Prof. Kurt Bodewig, Präsident der Deutschen Verkehrswacht (DVW) und Bundesminister a. D. fordert: "Wir brauchen auch von Herstellern mehr Ideen und Investitionen in Sicherheit. Damit würden sie besonders den Bedürfnissen älterer Pedelec-Nutzer entgegenkommen.". Das Unfallrisiko mit Pedelecs sei dreimal so hoch wie mit klassischen Rädern. In 2017 seien dabei laut Statistischem Bundesamt (Destatis) 68 Menschen gestorben. Etwa 30 % der Pedelec-Unfälle sollen Alleinunfälle sein und meistens auf Probleme beim Handling der Fahrzeuge zurückzuführen sein. Fahrer über 75 Jahre seien besonders gefährdet.
ZIV bestreitet Aussagen der DVW
Darauf antwortet der Zweirad-Industrie-Verband (ZIV) mit einem offenen Brief: Überrascht und mit Unverständnis habe man die Aussagen der Deutschen Verkehrswacht zur Sicherheit von Pedelecfahrern zur Kenntnis genommen. Die Behauptung, die Industrie tue zu wenig für deren Sicherheit sei aber laut ZIV falsch. „Zudem wird anhand ungestützter Thesen behauptet, dass Pedelecs ein höheres Unfallrisiko als normale Fahrräder haben. Auch dies ist nicht richtig und bereits widerlegt“, so Siegfried Neuberger, Geschäftsführer des ZIV.
Der ZIV habe sich bereits mehrmals zu dem Thema der Unfallzahlen von E-Bikes geäußert und dabei gewarnt, diese Zahlen fehlzuinterpretieren. Elektroräder wiesen nämlich keineswegs per se ein größeres Unfallrisiko auf als gewöhnliche Fahrräder. Dies belege auch eine Studie der TU Chemnitz aus dem Jahre 2014, die im Auftrag der Unfallforscher der Versicherer in Auftrag gegeben wurde.

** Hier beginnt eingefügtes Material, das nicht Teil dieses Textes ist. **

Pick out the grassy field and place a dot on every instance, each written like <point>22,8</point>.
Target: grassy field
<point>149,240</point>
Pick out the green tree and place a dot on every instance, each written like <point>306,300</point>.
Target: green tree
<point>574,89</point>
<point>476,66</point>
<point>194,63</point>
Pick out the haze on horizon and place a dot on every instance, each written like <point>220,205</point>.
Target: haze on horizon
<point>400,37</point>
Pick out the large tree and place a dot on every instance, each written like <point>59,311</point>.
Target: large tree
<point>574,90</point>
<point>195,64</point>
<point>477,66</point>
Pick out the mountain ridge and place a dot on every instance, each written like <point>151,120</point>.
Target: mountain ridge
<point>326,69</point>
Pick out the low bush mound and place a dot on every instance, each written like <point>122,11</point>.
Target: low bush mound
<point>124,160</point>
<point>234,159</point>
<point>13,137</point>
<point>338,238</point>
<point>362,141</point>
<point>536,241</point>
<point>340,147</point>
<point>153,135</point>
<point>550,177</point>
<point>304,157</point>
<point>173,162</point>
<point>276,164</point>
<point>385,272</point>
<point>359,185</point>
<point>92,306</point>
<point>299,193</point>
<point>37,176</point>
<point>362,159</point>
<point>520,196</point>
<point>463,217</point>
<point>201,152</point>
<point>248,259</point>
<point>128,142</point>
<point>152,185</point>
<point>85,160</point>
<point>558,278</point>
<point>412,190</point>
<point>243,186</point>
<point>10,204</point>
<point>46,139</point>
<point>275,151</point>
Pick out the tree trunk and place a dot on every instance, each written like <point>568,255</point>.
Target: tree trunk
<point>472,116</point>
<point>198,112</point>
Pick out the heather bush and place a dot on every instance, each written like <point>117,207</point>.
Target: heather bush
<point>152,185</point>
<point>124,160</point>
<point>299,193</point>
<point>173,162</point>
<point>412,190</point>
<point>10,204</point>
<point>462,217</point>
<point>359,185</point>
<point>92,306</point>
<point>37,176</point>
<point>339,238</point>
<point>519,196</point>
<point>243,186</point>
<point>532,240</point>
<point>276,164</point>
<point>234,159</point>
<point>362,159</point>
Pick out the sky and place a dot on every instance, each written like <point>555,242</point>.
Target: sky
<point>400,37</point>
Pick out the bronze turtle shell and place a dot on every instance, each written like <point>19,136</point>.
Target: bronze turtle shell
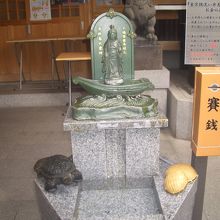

Der Anstieg der Unfallzahlen bei E-Bikes ist nach Überzeugung des ZIV hauptsächlich auf den stetig wachsenden Bestand - zum Jahresende 2017 waren bereits über 3,5 Mio. Pedelecs auf deutschen Straßen unterwegs - sowie die intensivere Benutzung hinsichtlich zurückgelegter Distanzen und Nutzungshäufigkeit zurückzuführen. Durch die gesteigerte Kilometerleistung steigt das Unfallrisiko proportional. Auch die Durchschnittsgeschwindigkeit liege nur um rund zwei km/h höher als beim Fahrrad. Die Motorunterstützung werde hauptsächlich genutzt, um ähnliche Geschwindigkeiten wie beim Fahrrad zu erreichen, dies jedoch mit geringerem körperlichen Aufwand.
Die Aussage der Deutschen Verkehrswacht, dass das Unfallrisiko mit Pedelecs im Vergleich zu klassischen Rädern dreimal so hoch sei, ist nach Sicht des ZIV nicht belegbar und somit falsch. Generell fordert der ZIV dass das E-Bike - wenn auch mit elektrischer Unterstützung und mit Fahrassistenzsystemen – immer noch ein Fahrrad ist und auch bleiben sollte. Vielmehr sollte laut ZIV der Fokus auf den Schutz der Radfahrer im Straßenverkehr gelegt werden. 70 % Prozent der Unfälle sind nämlich eben keine „Alleinunfälle“, wie die DVW im Umkehrschluss zitiert werden könne.